Dropout cost get nan

print_himanshu · June 10, 2022, 5:33am

I was trying to implement the dropout model in the format of Andrew-NG deep_learning course-1 week-4. Data is used of deep-learning course-2 week-1 regularization assignment

“dropout_project.ipynb” is the main project file where when I ran it after 1500 iterations, the cost become nan
“deep_nn.py” and “dropout_and_regularization.py” are the helper function file.
I had tested my implementation for all the bugs

And I have also one doubt, does the “d” variable change every iteration or fixed constant for every iteration. In my implementation I have kept the value of d1 and d2 to be fixed by recalling np.random.seed(1) at the start of the iteration.

Please someone help me

deep_nn.py (10.2 KB)
dropout_and_regularization.py (6.9 KB)
dropout_project.ipynb (21.4 KB)

Cost Error:

aL min-max analysis after every 100 iterations of different models. The max value of the aL in the dropout model becomes 1 after 700 iteration
After 1500 iteration the min value of aL = 0, max value of aL = 1 which results in cost error and daL zero divide error

Screenshot 2022-06-10 1751441730×649 34 KB

balaji.ambresh · June 10, 2022, 5:40am

Please click my name and message your notebook as an attachment.

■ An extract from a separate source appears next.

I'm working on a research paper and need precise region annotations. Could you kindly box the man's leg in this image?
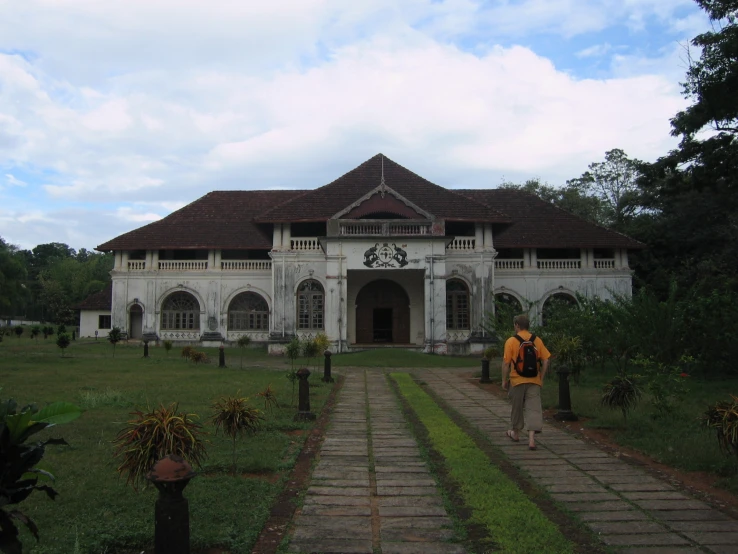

balaji.ambresh · June 10, 2022, 6:13am

Hi Himanshu,
Thank you for the notebook.
Please move your original post to general discussions topic since your concern is not directly related to course assignments.
Someone with the bandwidth to help out on your personal project(s) will contact you and look at your code.

I’ll leave you with one tip. You can get away with building a keras sequential model and still use dropout / dense and other layers. Look at this link to construct your model. Don’t worry about backpropagation. It’s implicitly taken care of by tensorflow.

Cheers.

paulinpaloalto · June 10, 2022, 3:26pm

Hi, Himanshu.

I have not looked at your code, but one point to make is that perfectly correct code can get NaN for the cost with either sigmoid or softmax output if the activation value “saturates” to exactly 0 or 1. You can add some logic to your cost calculations to check for that case and avoid getting NaN. Here’s a thread which discusses that.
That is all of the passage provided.